RATAS — Anggota Komisi VII DPR RI, Ratna Juwita Sari, menanggapi rencana Menteri Energi dan Sumber Daya Mineral (ESDM) Bahlil Lahadalia untuk menerapkan kebijakan bahan bakar campuran E10, yakni pencampuran 10 persen etanol ke dalam bahan bakar minyak (BBM). Ia mengingatkan agar kebijakan tersebut tidak dijadikan alasan bagi pemerintah untuk membuka keran impor etanol secara besar-besaran.
Menurut Ratna, sebelum kebijakan itu diberlakukan secara nasional, pemerintah perlu memastikan kapasitas produksi etanol dalam negeri benar-benar mampu memenuhi kebutuhan pasar.
“Saya mendukung langkah E10 sebagai bagian dari transisi energi dan pengurangan emisi karbon. Tapi jangan sampai kebijakan ini malah menimbulkan ketergantungan baru terhadap impor. Pemerintah harus memastikan ketersediaan pasokan etanol dari produksi dalam negeri, baik dari sisi kapasitas maupun distribusi,” tegas Ratna dalam keterangan tertulisnya di Jakarta, Kamis (9/10/2025).

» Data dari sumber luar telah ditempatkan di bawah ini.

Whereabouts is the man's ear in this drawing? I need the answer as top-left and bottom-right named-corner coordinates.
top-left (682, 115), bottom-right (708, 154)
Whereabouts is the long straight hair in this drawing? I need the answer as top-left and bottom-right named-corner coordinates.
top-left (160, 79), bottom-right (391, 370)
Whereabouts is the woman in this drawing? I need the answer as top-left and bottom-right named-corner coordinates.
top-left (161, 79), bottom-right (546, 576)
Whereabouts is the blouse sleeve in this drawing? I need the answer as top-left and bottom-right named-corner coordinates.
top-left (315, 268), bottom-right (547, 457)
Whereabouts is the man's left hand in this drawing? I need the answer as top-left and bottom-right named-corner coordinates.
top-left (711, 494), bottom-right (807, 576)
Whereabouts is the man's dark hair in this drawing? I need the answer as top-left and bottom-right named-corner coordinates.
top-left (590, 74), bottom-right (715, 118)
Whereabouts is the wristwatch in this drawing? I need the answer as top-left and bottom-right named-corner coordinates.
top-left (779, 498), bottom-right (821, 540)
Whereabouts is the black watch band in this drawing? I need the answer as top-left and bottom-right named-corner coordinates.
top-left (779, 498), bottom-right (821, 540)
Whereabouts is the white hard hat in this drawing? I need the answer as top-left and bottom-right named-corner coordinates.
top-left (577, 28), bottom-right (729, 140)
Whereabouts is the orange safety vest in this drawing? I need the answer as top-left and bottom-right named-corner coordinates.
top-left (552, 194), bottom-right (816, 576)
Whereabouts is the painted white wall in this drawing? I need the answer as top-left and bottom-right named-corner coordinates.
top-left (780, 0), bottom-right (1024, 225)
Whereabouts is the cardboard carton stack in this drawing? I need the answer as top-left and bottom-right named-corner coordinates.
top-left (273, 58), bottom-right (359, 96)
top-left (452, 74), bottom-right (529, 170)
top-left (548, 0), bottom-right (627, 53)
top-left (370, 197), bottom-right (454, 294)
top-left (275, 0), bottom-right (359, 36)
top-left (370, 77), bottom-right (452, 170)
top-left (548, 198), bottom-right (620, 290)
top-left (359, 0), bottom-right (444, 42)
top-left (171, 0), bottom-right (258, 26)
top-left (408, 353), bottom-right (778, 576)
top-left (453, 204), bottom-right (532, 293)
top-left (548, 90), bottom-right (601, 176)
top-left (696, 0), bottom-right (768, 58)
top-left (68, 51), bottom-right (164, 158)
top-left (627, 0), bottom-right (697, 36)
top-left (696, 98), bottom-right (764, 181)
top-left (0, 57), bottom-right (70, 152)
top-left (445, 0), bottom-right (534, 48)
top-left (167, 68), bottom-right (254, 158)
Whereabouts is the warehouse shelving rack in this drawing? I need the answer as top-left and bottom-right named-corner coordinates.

Politisi Fraksi PKB itu juga mendorong percepatan pembangunan pabrik bioetanol berskala besar di Bojonegoro, Jawa Timur. Ia menilai, kapasitas produksi nasional saat ini masih jauh dari cukup untuk memenuhi kebutuhan etanol sebagai bahan campuran BBM fosil.

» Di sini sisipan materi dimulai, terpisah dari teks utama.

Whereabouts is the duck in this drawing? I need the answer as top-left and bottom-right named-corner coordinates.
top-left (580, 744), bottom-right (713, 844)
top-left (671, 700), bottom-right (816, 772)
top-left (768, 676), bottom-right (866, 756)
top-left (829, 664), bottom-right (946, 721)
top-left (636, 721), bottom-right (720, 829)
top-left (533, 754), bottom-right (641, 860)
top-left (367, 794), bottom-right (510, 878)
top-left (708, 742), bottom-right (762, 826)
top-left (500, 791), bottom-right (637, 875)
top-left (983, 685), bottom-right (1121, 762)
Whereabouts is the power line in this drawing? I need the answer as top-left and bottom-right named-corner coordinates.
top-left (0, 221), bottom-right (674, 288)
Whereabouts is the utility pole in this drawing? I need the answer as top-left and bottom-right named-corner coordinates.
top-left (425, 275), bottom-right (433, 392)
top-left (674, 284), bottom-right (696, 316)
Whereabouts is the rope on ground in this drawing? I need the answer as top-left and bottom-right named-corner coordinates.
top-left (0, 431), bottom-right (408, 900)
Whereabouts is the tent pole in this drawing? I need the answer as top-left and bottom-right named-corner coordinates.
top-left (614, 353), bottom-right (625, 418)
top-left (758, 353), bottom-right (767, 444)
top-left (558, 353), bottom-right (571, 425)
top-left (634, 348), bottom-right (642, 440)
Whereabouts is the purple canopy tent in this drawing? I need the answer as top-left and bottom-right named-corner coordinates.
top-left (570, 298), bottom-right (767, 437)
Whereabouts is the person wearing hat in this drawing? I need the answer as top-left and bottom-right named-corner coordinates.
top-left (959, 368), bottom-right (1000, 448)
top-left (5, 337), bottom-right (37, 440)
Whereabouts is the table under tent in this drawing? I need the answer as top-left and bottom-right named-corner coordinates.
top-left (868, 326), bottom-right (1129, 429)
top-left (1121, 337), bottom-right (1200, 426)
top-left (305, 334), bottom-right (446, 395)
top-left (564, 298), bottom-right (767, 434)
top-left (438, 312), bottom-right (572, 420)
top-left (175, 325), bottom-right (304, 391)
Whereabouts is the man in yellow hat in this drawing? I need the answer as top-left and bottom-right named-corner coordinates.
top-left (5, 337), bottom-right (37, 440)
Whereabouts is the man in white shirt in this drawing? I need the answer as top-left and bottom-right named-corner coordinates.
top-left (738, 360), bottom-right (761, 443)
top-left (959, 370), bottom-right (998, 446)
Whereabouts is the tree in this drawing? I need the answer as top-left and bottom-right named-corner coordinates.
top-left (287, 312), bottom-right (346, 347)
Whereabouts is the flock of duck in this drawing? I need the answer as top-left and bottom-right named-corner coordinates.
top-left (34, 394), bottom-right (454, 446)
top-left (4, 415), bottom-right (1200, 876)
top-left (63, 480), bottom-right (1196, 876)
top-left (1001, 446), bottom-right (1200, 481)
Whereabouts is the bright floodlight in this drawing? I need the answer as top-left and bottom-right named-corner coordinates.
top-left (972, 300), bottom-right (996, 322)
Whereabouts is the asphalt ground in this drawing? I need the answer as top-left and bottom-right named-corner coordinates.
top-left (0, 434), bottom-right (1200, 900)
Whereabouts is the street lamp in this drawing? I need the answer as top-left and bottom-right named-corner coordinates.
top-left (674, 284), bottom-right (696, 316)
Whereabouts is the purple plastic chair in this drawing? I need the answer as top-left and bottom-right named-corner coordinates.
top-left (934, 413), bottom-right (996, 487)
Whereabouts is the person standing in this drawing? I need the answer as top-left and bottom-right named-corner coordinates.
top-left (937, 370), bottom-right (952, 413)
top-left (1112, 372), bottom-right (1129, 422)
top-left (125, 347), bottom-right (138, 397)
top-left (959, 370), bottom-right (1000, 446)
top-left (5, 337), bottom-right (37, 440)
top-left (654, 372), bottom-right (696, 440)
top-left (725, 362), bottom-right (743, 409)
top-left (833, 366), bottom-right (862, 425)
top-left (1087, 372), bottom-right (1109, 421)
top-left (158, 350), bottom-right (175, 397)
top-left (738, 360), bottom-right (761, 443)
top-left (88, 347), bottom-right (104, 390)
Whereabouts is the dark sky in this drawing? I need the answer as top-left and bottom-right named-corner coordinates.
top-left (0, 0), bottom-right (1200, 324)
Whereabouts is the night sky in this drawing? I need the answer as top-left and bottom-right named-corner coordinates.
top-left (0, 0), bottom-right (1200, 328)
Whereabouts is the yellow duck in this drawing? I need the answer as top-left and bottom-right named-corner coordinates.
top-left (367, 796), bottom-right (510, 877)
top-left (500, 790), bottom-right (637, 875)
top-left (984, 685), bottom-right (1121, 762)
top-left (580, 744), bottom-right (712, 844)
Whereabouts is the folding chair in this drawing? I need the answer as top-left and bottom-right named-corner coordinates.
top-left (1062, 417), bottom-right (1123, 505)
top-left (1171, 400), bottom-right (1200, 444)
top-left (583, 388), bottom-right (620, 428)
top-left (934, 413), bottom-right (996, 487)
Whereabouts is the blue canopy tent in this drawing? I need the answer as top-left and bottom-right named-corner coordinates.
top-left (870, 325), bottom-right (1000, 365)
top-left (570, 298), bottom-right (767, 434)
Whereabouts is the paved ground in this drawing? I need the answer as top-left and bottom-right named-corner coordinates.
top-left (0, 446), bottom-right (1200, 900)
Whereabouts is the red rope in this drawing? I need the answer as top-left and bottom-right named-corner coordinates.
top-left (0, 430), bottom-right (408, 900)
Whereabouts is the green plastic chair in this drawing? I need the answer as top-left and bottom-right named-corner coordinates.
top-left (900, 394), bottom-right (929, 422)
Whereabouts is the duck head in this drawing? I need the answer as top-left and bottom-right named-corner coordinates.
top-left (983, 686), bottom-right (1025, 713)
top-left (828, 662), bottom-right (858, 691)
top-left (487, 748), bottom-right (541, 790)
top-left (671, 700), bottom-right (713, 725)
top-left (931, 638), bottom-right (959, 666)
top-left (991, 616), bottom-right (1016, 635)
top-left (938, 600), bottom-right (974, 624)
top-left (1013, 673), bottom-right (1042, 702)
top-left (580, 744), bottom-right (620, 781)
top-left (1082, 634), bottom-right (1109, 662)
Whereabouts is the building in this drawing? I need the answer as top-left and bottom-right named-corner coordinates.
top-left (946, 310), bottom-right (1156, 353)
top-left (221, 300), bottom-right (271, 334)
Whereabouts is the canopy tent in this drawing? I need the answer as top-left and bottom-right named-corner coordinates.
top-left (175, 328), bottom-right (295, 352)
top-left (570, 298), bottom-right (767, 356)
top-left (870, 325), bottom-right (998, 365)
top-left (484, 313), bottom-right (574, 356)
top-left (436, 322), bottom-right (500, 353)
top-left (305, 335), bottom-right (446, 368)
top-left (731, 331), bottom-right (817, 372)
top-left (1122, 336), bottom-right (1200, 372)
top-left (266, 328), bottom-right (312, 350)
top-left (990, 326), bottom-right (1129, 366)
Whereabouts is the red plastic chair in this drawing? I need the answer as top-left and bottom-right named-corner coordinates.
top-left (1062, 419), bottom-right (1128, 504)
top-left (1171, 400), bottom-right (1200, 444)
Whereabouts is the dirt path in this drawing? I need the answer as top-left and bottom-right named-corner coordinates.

“Pabrik bioetanol di Bojonegoro harus dijadikan prioritas nasional. Jangan hanya seremoni groundbreaking, tapi benar-benar direalisasikan agar dapat menutup defisit pasokan. Tanpa itu, target penerapan E10 akan sulit tercapai tanpa bergantung pada impor,” ujarnya.
Berdasarkan data Kementerian ESDM, kapasitas terpasang produksi etanol nasional pada 2024 baru mencapai sekitar 303 ribu kiloliter (kL) per tahun, dengan realisasi produksi sekitar 161 ribu kL. Padahal, kebutuhan etanol nasional untuk program E10 diperkirakan mencapai 890 ribu kL per tahun atau sekitar 890 juta liter.

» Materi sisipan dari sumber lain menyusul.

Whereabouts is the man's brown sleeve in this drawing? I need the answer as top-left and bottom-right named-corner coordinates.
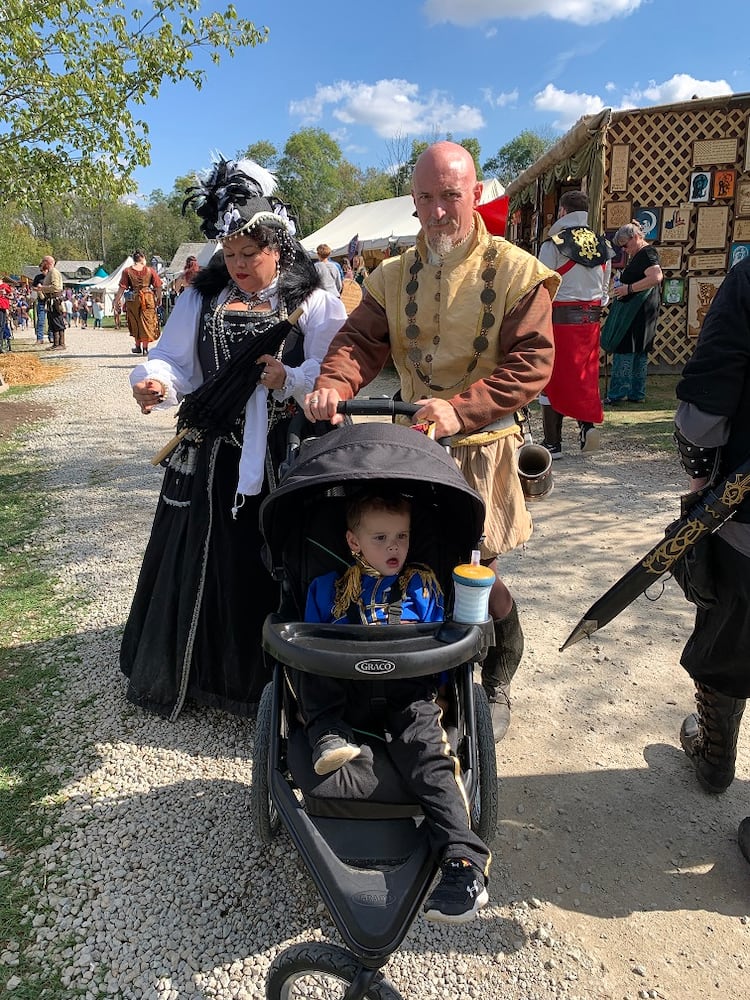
top-left (315, 295), bottom-right (391, 399)
top-left (450, 284), bottom-right (555, 433)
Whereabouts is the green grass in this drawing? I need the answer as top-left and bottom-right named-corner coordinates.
top-left (0, 439), bottom-right (74, 1000)
top-left (599, 374), bottom-right (680, 452)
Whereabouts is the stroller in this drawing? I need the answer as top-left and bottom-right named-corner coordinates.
top-left (251, 400), bottom-right (498, 1000)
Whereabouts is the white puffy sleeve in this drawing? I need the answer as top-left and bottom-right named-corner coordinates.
top-left (130, 288), bottom-right (213, 410)
top-left (273, 288), bottom-right (346, 403)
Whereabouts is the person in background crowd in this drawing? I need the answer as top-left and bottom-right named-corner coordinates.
top-left (539, 191), bottom-right (614, 458)
top-left (120, 154), bottom-right (346, 720)
top-left (315, 243), bottom-right (343, 295)
top-left (603, 222), bottom-right (664, 405)
top-left (352, 254), bottom-right (367, 285)
top-left (62, 289), bottom-right (73, 330)
top-left (675, 258), bottom-right (750, 861)
top-left (115, 250), bottom-right (162, 354)
top-left (37, 254), bottom-right (66, 351)
top-left (172, 254), bottom-right (200, 292)
top-left (0, 281), bottom-right (13, 353)
top-left (306, 142), bottom-right (560, 740)
top-left (290, 493), bottom-right (491, 924)
top-left (31, 264), bottom-right (47, 344)
top-left (78, 295), bottom-right (89, 330)
top-left (112, 295), bottom-right (122, 330)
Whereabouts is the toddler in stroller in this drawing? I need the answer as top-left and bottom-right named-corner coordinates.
top-left (251, 410), bottom-right (498, 1000)
top-left (292, 492), bottom-right (490, 923)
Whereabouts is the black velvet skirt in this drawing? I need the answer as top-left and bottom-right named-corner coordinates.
top-left (120, 438), bottom-right (279, 720)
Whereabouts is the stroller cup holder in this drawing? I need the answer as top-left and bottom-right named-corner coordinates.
top-left (251, 410), bottom-right (498, 1000)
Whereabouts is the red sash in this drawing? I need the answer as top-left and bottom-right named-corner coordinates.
top-left (544, 296), bottom-right (604, 424)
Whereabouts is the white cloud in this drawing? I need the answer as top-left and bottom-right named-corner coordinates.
top-left (482, 87), bottom-right (518, 108)
top-left (533, 73), bottom-right (732, 131)
top-left (424, 0), bottom-right (643, 27)
top-left (289, 79), bottom-right (484, 139)
top-left (534, 83), bottom-right (606, 130)
top-left (622, 73), bottom-right (732, 108)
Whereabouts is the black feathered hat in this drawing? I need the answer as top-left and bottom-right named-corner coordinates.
top-left (182, 157), bottom-right (295, 240)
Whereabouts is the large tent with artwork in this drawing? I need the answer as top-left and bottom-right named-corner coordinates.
top-left (80, 256), bottom-right (133, 316)
top-left (301, 179), bottom-right (504, 259)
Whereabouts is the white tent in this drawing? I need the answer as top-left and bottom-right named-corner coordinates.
top-left (300, 179), bottom-right (505, 257)
top-left (81, 256), bottom-right (133, 316)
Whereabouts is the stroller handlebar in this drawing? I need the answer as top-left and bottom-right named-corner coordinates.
top-left (336, 396), bottom-right (451, 450)
top-left (263, 614), bottom-right (494, 680)
top-left (336, 396), bottom-right (420, 417)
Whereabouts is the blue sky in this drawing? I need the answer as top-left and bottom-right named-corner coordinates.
top-left (135, 0), bottom-right (750, 201)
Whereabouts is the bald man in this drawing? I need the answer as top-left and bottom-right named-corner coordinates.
top-left (306, 142), bottom-right (560, 741)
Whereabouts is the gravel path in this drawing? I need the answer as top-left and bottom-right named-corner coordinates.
top-left (5, 330), bottom-right (750, 1000)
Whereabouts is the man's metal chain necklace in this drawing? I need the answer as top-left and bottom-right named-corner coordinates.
top-left (404, 246), bottom-right (497, 392)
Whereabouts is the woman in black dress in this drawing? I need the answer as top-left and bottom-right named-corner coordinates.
top-left (602, 222), bottom-right (663, 403)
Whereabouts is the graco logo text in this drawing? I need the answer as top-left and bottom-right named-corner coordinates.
top-left (354, 660), bottom-right (396, 674)
top-left (354, 892), bottom-right (388, 906)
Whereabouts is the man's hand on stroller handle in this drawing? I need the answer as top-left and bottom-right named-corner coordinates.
top-left (304, 389), bottom-right (344, 425)
top-left (304, 389), bottom-right (461, 441)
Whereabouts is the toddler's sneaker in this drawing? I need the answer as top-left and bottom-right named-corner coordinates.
top-left (313, 733), bottom-right (362, 774)
top-left (578, 424), bottom-right (602, 455)
top-left (424, 858), bottom-right (490, 924)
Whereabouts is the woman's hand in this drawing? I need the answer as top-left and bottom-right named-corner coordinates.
top-left (133, 378), bottom-right (167, 413)
top-left (304, 389), bottom-right (344, 425)
top-left (411, 397), bottom-right (462, 438)
top-left (258, 354), bottom-right (286, 390)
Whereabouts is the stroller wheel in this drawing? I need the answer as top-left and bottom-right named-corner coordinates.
top-left (250, 683), bottom-right (280, 847)
top-left (471, 684), bottom-right (497, 844)
top-left (266, 944), bottom-right (401, 1000)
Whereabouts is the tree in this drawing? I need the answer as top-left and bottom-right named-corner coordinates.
top-left (0, 206), bottom-right (51, 275)
top-left (0, 0), bottom-right (268, 206)
top-left (277, 128), bottom-right (343, 236)
top-left (242, 139), bottom-right (279, 173)
top-left (483, 129), bottom-right (555, 187)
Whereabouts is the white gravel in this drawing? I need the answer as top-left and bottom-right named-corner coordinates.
top-left (0, 330), bottom-right (750, 1000)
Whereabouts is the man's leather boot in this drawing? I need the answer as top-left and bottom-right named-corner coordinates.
top-left (482, 601), bottom-right (523, 743)
top-left (737, 816), bottom-right (750, 861)
top-left (680, 681), bottom-right (745, 795)
top-left (541, 403), bottom-right (563, 448)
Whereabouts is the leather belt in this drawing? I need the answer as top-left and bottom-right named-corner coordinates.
top-left (552, 302), bottom-right (602, 325)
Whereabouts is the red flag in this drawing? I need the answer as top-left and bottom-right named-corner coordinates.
top-left (476, 194), bottom-right (510, 236)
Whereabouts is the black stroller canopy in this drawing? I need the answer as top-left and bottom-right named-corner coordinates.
top-left (260, 422), bottom-right (484, 559)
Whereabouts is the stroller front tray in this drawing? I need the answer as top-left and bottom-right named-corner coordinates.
top-left (263, 615), bottom-right (494, 680)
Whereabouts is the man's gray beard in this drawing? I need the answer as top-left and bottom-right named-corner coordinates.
top-left (427, 233), bottom-right (453, 257)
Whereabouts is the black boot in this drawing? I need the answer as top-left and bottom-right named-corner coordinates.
top-left (482, 601), bottom-right (523, 743)
top-left (542, 403), bottom-right (563, 458)
top-left (680, 681), bottom-right (745, 795)
top-left (737, 816), bottom-right (750, 861)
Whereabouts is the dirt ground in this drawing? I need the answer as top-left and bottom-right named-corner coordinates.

“Artinya, masih ada kesenjangan lebih dari 700 ribu kL yang harus segera ditutup melalui peningkatan kapasitas produksi dalam negeri,” ungkap legislator asal Dapil Tuban–Bojonegoro tersebut.
Ratna menegaskan, kemandirian energi tidak akan tercapai tanpa penguasaan rantai produksi secara penuh — mulai dari bahan baku, proses produksi, hingga distribusi.
“Kebijakan energi hijau harus mendorong kemandirian industri nasional, bukan memperkuat ketergantungan impor. Pemerintah perlu belajar dari pengalaman program biodiesel, di mana kesiapan industri menjadi kunci keberhasilan,” pungkasnya. (HDS)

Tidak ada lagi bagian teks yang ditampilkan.